Courtesy of Frank Bates
Tasty Science: One of the first models produced by a research team to model the molecular structure was built out of simple marshmallows and coffee stirrers. The method, researcher Frank Bates says, is "very low tech as far as the visualization goes."
Frank Bates didn't start out expecting to find a fundamental property of nature, but that's what he may have done.
Bates is a chemical engineer and materials scientist at the University of Minnesota. He makes block copolymers — a kind of plastic. Copolymer means they're made from two different plastics, the end product having the best properties of both.
"We had synthesized these molecules and wanted to know how they were organized down at the molecule scale," says Bates.
So he and his students went to the Argonne National Laboratory in Illinois, where there is a particularly powerful X-ray source, and shined a beam of X-rays on the block copolymers.
"We found something that was simply inexplicable," he says. They had a shape that no one had ever seen in a plastic before. Part of the explanation seems to be related to what the plastic molecule is made from.
"There's one part of the molecule that doesn't like the other part," Bates says. So the one part of the molecule folds up into a sphere, forcing the other part to the outside, where it makes little tendrils. It resembles a hairy sphere.

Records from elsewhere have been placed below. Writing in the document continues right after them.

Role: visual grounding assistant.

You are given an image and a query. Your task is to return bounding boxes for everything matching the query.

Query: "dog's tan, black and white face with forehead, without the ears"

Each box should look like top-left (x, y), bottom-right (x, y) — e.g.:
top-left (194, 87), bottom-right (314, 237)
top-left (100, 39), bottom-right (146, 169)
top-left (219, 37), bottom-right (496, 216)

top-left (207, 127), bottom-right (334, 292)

The X-ray pictures of the particular block copolymers Bates was studying — one polymer containing isoprene and lactide; and another polymer containing styrene, isoprene and ethylene oxide — suggested something unusual was going on.
"There's some new way of arranging our spherical, our hairy spherical particles," Bates says.
Courtesy of Frank Bates
Bates and his research team used pingpong balls and red pipe cleaners to model the "hairy spherical block copolymer particles." The actual spheres are roughly 1 million times smaller, and each contains about 200 polymer molecules, represented by the red pipe cleaners.
Bates and his research team used pingpong balls and red pipe cleaners to model the "hairy spherical block copolymer particles." The actual spheres are roughly 1 million times smaller, and each contains about 200 polymer molecules, represented by the red pipe cleaners. Courtesy of Frank Bates
To make models of how these spherical hair particles fit together, Bates used some surprising tools: pingpong balls.
"Pingpong balls with the pipe cleaners are festooned around the pingpong ball, which create this image of a soft, squishy, hairy sphere," he says. "Our other favorite tools are marshmallows and toothpicks and coffee stirrers. Very low tech as far as the visualization goes."
And it turns out, as the researchers report in the journal Science, the way Bates' spheres fit together resembled nothing so much as something called the Frank-Kasper sigma phase. That's the name for the way the spherical balls pack together. The Frank-Kasper sigma phase has never been seen in plastics, but it has been seen in some metal alloys like stainless steel and certain forms of uranium.
So how is it that a plastic resembles uranium? Bates has an answer.
"I think what this work does is that it makes contact with something that is more universal than just plastics. It has the capacity to teach us how nature works," he says.
And understanding how nature works is something all scientists strive for.